Fund-raiser for indigenous communities

Social Justice Committee member and teacher Louise Sartor sets up decorations for the Valentine’s Day event at St Brigid’s school. SLYVIA LIBER

Social Justice Committee member and teacher Louise Sartor sets up decorations for the Valentine’s Day event at St Brigid’s school. SLYVIA LIBER

While Tony Abbott ramped up his rhetoric about helping indigenous Australians this week, Sister Anna Warlow was working in rural indigenous communities, preferring action to words.

Last night, St Brigid’s Catholic Primary School, Gwynneville, held a fund-raiser at the Fraternity Club to support Sister Warlow’s work educating indigenous and other disadvantaged students in Western Australia.

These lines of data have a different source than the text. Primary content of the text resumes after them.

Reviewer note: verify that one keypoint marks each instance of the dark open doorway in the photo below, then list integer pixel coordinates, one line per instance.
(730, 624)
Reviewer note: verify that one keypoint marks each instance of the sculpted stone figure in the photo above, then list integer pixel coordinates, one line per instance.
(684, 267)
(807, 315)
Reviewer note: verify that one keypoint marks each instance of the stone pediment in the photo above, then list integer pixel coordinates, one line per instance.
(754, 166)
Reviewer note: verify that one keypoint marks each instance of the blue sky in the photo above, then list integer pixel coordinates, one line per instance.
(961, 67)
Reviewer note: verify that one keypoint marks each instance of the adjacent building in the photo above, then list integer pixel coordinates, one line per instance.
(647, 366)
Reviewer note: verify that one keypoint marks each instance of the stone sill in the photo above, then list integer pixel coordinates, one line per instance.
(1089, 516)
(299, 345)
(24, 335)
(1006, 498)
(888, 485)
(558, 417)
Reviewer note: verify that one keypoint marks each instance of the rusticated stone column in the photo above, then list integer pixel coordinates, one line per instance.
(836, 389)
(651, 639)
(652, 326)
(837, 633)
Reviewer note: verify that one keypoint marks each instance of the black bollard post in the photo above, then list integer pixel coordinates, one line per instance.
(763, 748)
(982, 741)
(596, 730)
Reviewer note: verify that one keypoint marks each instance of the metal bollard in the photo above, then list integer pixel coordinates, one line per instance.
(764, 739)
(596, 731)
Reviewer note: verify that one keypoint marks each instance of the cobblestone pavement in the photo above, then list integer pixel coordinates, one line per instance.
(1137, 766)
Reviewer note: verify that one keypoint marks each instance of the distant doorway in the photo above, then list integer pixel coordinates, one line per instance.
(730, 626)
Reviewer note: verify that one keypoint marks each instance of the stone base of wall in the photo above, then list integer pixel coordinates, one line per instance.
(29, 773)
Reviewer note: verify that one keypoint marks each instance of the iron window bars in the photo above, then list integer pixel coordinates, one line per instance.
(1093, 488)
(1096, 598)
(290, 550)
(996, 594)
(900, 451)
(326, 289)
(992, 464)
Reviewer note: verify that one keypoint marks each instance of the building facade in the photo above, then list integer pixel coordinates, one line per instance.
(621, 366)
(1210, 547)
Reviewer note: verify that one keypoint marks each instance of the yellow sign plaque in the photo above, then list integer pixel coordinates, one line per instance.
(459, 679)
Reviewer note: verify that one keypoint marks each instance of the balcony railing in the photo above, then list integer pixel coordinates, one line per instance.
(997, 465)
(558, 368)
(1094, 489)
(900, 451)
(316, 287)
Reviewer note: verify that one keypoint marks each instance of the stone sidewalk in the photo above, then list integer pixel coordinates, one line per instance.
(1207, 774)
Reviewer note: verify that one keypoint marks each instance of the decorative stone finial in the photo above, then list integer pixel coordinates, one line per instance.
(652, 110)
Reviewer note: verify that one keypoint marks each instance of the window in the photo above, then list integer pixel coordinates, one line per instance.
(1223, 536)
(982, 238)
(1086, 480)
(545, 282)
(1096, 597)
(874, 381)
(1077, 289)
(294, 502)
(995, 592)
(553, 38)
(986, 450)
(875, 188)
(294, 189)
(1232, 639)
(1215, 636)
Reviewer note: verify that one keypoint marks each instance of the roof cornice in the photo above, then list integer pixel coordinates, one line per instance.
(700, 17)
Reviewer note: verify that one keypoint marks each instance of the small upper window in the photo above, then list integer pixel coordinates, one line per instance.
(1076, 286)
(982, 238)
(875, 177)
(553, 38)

Part of the Good Samaritan order, the former Wollongong nun runs a boarding school in Geraldton and relies on donations and her small stipend to support students who want to attend school.

‘‘We offer dance classes three times a week, which has significantly decreased truancy rates,’’ she said.

‘‘I remember a 10-year-old Aboriginal girl who never came to school because she had to look after her younger siblings; their mother had cancer.

‘‘Once she knew about the dance classes, she turned up to school in her pyjamas and said she really wanted to come to school – now three of the children from that family attend school.’’

Although Sister Warlow hopes the government will act on its rhetoric, she said not enough was being done on the ground.

St Brigid’s principal Jennie Werako said the nun puts everyone before herself and was the epitome of humility.

Sister Warlow’s brother, singer Anthony Warlow, has also pledged a scholarship to sponsor a student.